O sonho de Greta Thunberg é um sonho maravilhoso, fraternal, humano. Todos os decisores são dotados de uma consciência elevada capazes de tomar as medidas necessárias para salvaguardar as condições de uma vida digna para todos na terra. Este sonho é também o meu sonho. Vislumbro ainda no meu sonho, que uma vida digna para todos, inclui, obviamente, as outras espécies e ecossistemas que formam esta belíssima teia de vida na Terra, que é uma das coisas mais mágicas que o universo encerra. Políticas focadas para o cuidado e o respeito por toda a vida, incluindo a humana, não iria só revolucionar a nossa economia, mas a nossa maneira de sermos realmente humanos.

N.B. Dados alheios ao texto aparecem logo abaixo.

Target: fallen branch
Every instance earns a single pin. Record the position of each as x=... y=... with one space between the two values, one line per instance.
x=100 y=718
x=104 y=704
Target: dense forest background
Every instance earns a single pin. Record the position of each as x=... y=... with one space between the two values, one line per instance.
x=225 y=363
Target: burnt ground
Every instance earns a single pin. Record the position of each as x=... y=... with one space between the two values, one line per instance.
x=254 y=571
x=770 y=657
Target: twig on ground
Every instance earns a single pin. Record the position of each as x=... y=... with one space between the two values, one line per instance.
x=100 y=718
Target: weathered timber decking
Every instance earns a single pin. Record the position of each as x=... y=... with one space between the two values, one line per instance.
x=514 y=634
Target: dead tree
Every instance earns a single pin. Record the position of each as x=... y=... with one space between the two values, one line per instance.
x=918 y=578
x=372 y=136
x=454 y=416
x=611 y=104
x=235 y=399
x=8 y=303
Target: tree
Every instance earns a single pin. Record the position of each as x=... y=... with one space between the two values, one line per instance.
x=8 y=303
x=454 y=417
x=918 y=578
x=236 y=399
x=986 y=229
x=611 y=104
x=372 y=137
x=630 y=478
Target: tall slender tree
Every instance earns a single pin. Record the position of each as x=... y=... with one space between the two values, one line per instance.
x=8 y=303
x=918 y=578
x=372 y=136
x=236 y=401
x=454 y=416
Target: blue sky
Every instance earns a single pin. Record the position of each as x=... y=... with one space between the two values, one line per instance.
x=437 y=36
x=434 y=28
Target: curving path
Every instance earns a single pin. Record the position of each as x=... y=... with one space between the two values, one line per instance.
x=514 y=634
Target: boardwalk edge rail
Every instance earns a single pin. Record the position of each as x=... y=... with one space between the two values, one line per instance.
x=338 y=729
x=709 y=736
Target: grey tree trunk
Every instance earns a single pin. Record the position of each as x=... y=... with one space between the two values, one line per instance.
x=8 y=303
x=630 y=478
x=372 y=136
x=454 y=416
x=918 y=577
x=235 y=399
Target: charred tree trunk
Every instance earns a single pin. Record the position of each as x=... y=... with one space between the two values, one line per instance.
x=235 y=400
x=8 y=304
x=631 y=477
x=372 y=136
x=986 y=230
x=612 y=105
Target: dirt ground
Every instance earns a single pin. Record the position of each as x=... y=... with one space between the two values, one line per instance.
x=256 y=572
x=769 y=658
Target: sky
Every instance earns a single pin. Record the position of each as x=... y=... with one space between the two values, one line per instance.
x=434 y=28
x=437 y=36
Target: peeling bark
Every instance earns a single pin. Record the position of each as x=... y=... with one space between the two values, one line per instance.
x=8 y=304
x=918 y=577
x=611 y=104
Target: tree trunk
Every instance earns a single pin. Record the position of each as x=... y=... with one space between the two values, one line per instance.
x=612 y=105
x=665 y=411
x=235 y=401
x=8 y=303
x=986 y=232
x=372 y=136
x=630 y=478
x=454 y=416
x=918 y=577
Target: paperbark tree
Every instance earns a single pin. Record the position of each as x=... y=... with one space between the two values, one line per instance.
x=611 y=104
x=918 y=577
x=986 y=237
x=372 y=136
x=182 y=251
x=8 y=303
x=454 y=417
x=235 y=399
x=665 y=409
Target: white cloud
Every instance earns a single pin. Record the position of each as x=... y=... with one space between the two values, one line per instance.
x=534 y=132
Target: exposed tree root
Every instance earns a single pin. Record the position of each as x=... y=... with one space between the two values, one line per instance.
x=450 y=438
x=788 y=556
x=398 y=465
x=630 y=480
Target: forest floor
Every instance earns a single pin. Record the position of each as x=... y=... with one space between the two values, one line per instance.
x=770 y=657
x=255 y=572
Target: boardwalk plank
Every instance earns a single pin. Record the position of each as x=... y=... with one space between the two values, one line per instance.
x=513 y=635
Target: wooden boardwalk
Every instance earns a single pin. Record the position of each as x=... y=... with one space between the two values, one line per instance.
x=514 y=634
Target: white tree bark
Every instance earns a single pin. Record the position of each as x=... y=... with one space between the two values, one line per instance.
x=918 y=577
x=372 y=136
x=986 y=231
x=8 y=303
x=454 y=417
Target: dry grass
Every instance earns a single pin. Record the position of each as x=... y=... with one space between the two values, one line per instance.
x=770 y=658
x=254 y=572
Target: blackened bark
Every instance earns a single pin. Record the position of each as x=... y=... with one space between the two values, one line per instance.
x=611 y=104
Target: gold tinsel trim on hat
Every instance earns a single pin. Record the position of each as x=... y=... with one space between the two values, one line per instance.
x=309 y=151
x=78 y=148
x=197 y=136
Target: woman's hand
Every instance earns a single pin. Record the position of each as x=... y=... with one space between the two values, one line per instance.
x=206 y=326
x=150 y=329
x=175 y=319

Satish Kamur falou recentemente num podecast da Resurgence Voices, a propósito da necessidade que temos em ter novos heróis inspiradores. Diz ele acerca de Greta: Acho que a próxima revolução será feita por uma pessoa mais jovem, por uma mulher, e sinto que Greta Thunberg é essa pessoa (…). Acho que algum tipo de poder divino, mas também algum tipo de força invisível, inimaginável e inexplicável está a trabalhar através dela. Nas palavras de Hubert Reeves, esta força seria a manifestação da ´Senhora Natureza’, que faz despertar a consciência ecológica no ser humano. Na verdade, uma jovem, uma mulher, uma pessoa que luta pela vida e por condições de vida de todos na Terra, atuais e futuras gerações, é algo de bastante inspirador e até simbólico – a força de uma jovem, a sensibilidade da dimensão feminina do ser humano e de uma pessoa que abandona tudo para se dedicar à causa maior dos nossos tempos, contradiz-se com um mundo velho, obsoleto, androcêntrico e egoísta, que está a destruir o mundo e a H(h)umanidade. Greta é a esperança desse mundo rejuvenescedor e altruísta. Nas palavras de Fernando Pessoa, precisamos que aquilo que a ‘Senhora Natureza’ quer e que Greta sonha, se torne na Obra que nos vai salvar a todos.